Fine-tuning BERT with multiple classification heads

I need to train a model that has the same backbone such as BERT as a feature extractor and use multiple classification heads. This scenario is similar to multi-task learning but all the tasks are classification tasks so I will need multiple classification heads. does anyone have any similar notebook code that I can start with?

HI SaraAmd, I’m looking at doing something very similar. I currently have ~15 classification models that all use the same language model. I have a feeling that I will have to write my own forward() function in the end. I’m curious if you made any progress, and if so, I was wondering if you could provide me some wisdom on the subject. I’m wondering if I need to re-train all of these models at the same time, or if I can extract the classification heads from my existing models and pack them together into a new model with a custom forward() function. If you found any existing literature that could put me on the right path, that’d be awesome too :slight_smile:

Hi, Unfortunately, I haven’t made any progress and I haven’t found any literature. But I also assume that the forward function needs to be implemented as well as the loss function for each classification head (all will have cross entropy but how I am not sure). We can brainstorm together to move forward. My goal is to have one BERT model as the feature extractor and then add n-number of classification heads on top of it to train the model is this your goal as well? I feel like you want to train different models separately.

Yes that is exactly my goal.
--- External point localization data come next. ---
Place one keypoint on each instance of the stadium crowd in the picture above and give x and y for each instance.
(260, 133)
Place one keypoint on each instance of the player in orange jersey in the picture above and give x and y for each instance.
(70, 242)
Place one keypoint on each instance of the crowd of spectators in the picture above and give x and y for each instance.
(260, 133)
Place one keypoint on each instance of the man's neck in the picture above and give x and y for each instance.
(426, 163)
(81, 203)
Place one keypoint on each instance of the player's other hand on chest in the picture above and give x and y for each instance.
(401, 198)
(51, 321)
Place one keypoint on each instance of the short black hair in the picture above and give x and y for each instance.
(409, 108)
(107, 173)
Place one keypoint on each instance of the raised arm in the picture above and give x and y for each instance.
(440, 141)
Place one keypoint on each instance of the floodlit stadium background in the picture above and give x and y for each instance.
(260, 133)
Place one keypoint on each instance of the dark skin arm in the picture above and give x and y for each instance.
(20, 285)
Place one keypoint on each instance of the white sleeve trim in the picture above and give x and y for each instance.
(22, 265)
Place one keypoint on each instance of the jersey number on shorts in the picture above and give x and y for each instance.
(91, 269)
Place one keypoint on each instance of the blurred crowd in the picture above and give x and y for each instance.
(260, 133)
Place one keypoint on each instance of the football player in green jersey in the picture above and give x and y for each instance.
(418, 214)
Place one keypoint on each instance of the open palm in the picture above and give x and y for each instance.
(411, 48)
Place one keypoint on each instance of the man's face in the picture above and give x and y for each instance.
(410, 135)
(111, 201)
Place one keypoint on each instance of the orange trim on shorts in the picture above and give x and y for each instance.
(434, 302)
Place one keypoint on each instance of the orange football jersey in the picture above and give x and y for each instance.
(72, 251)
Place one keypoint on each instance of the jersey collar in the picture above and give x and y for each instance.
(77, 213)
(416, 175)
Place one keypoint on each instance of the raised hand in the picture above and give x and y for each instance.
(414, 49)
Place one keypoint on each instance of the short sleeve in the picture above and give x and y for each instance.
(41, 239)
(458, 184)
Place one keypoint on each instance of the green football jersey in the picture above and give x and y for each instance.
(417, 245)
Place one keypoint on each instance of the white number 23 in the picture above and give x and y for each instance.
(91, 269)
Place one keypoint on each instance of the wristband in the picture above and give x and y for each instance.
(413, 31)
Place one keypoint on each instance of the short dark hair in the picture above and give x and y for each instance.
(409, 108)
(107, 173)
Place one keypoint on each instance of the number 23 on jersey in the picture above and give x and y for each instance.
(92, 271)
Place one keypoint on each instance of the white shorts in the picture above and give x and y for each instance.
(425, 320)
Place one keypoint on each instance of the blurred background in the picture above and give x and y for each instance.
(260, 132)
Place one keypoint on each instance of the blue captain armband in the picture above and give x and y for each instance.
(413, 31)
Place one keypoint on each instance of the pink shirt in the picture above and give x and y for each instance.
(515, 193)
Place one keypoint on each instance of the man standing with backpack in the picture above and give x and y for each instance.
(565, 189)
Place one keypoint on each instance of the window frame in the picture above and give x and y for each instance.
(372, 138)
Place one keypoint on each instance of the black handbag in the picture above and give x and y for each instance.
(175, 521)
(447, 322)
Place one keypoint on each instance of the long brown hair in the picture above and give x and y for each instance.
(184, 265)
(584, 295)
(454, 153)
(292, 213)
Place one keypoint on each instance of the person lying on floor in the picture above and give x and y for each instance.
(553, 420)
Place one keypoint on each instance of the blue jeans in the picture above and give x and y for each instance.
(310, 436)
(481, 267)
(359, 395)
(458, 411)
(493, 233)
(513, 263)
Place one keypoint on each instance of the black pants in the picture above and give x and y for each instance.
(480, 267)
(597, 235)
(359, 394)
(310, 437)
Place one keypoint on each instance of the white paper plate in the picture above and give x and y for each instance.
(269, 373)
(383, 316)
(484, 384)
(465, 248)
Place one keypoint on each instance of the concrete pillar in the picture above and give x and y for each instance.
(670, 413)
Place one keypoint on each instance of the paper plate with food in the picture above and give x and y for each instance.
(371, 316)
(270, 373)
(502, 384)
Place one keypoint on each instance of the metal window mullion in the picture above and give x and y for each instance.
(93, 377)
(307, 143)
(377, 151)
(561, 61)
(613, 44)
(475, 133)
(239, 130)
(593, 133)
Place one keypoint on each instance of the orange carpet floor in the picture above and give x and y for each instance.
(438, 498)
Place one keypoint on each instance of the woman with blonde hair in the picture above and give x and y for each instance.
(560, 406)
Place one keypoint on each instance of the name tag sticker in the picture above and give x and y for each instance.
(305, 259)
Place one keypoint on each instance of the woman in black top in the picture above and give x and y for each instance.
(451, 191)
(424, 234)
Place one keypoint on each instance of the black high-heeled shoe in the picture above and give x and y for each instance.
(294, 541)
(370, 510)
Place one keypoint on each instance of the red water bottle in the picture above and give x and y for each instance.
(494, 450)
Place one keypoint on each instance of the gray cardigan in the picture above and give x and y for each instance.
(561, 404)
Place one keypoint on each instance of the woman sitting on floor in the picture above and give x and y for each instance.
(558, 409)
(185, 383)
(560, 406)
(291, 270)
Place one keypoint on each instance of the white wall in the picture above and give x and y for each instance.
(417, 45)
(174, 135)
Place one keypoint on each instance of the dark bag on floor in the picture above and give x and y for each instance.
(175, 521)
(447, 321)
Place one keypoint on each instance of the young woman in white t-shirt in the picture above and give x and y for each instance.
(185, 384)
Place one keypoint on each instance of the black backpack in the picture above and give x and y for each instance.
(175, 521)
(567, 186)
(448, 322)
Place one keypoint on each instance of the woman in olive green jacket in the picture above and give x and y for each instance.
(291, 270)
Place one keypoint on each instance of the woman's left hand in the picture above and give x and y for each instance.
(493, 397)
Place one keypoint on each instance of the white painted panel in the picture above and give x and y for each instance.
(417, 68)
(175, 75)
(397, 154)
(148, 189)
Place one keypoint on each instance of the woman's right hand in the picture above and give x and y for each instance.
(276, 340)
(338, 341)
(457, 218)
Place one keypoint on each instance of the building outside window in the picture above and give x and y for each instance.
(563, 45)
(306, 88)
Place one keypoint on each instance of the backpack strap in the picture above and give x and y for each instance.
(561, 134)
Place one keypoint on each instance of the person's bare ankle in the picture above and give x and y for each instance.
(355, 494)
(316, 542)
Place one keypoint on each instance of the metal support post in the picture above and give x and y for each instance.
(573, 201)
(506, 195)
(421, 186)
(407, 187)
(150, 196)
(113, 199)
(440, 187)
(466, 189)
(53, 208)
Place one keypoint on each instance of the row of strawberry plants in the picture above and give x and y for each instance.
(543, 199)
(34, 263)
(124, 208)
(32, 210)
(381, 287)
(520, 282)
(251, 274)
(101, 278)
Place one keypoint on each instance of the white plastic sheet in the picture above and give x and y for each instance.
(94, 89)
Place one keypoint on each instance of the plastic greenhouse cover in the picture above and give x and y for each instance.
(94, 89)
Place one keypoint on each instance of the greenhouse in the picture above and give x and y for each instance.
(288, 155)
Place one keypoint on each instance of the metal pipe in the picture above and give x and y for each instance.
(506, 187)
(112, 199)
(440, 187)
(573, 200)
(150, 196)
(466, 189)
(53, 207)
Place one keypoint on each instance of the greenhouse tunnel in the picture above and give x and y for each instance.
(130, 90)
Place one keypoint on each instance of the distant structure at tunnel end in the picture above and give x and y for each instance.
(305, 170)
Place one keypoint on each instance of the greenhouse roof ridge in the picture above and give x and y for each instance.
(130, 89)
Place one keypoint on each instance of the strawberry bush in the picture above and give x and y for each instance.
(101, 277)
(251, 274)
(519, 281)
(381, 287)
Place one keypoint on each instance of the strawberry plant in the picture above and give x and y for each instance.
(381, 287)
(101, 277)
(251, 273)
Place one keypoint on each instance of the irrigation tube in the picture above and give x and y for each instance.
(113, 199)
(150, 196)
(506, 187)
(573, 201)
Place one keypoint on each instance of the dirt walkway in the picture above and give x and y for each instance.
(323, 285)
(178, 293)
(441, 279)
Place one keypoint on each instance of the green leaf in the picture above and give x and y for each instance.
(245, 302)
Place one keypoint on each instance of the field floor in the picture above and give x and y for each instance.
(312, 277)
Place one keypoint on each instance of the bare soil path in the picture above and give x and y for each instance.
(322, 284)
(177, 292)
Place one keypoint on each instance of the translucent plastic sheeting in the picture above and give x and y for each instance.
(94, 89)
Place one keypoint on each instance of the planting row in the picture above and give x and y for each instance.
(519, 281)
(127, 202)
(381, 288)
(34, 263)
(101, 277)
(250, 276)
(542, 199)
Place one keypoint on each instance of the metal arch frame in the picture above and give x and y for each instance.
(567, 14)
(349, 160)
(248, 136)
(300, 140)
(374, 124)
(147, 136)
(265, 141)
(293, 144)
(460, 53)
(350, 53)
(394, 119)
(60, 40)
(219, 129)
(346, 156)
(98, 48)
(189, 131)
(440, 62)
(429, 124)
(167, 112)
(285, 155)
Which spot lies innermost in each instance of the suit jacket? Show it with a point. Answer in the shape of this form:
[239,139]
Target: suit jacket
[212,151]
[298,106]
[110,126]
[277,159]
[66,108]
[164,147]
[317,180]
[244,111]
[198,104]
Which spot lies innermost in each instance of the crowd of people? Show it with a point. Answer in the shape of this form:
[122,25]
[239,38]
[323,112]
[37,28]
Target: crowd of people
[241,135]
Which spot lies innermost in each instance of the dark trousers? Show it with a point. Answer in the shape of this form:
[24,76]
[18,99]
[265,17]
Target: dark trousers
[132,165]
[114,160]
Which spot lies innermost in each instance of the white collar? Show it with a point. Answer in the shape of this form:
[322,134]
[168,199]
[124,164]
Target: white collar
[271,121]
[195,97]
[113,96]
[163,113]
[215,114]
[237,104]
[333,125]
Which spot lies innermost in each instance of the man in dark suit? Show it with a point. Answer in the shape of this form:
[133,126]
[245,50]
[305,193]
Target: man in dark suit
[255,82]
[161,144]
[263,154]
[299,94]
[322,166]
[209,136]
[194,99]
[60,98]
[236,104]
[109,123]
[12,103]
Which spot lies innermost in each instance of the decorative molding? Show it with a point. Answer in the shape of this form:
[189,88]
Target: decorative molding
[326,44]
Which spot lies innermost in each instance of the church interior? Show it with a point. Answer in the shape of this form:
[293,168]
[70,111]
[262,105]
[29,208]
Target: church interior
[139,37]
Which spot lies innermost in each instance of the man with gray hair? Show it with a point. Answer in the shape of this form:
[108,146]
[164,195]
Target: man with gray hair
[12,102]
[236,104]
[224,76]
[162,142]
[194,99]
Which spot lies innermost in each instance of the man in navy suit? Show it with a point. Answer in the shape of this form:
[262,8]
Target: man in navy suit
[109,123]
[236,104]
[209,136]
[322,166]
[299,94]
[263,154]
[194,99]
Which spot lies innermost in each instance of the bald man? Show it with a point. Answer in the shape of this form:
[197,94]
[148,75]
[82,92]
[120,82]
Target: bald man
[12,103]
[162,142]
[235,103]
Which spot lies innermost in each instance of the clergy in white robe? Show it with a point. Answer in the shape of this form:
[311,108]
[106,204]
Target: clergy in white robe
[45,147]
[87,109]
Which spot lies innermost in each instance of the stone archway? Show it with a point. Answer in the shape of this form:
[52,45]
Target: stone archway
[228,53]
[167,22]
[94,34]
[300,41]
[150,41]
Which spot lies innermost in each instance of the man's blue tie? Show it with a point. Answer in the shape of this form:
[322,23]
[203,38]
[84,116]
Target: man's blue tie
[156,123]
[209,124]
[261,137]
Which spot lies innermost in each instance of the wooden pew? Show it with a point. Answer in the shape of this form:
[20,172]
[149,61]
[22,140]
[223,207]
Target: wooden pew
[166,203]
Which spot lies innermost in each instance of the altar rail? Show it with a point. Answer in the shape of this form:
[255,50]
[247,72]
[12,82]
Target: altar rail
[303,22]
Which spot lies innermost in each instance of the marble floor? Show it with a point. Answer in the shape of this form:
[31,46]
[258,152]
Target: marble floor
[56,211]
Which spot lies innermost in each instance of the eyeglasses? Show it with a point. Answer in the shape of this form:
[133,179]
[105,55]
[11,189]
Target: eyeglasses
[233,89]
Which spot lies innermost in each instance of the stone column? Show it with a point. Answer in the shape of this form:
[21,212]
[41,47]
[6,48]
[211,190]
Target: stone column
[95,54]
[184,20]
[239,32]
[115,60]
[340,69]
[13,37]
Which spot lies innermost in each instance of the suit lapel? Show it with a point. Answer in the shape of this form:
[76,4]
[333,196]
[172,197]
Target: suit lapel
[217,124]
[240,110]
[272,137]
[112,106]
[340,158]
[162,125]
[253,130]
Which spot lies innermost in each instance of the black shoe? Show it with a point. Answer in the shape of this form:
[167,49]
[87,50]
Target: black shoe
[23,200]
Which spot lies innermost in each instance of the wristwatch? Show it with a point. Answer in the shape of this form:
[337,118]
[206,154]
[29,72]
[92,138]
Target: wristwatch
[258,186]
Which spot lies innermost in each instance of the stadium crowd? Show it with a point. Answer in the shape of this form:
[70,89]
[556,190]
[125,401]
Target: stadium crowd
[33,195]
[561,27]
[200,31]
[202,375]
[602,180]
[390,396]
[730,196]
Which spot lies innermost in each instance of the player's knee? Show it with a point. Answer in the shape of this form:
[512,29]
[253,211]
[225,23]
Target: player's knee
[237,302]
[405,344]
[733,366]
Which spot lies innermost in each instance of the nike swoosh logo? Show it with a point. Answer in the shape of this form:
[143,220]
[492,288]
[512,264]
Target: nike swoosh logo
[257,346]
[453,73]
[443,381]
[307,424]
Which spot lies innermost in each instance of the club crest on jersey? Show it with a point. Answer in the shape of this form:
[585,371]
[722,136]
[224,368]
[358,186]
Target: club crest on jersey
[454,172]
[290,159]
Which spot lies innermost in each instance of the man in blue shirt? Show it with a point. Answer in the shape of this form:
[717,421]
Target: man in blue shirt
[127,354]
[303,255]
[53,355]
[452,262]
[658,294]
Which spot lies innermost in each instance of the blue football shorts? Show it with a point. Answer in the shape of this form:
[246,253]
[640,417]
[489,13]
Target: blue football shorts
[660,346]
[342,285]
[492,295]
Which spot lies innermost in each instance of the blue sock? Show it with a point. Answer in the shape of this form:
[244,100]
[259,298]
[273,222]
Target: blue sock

Currently I am just barely able to fit most of my models onto my GPU at inference time, but the goal will be to have a smaller footprint on my GPU so that I can process data in batches instead. I don’t mind writing the forward function, I will likely begin tinkering with it next week. I just need to figure out how to extract the classification heads and pickle them so that I can import them into one large model.

As I mentioned, I have all my models trained separately already :slight_smile: But if someone has pre-written code to do multi-head training all at once, I don’t mind re-training if it means re-using code. I’m happy either way. I’ll share code with you as soon as I start putting pen to paper.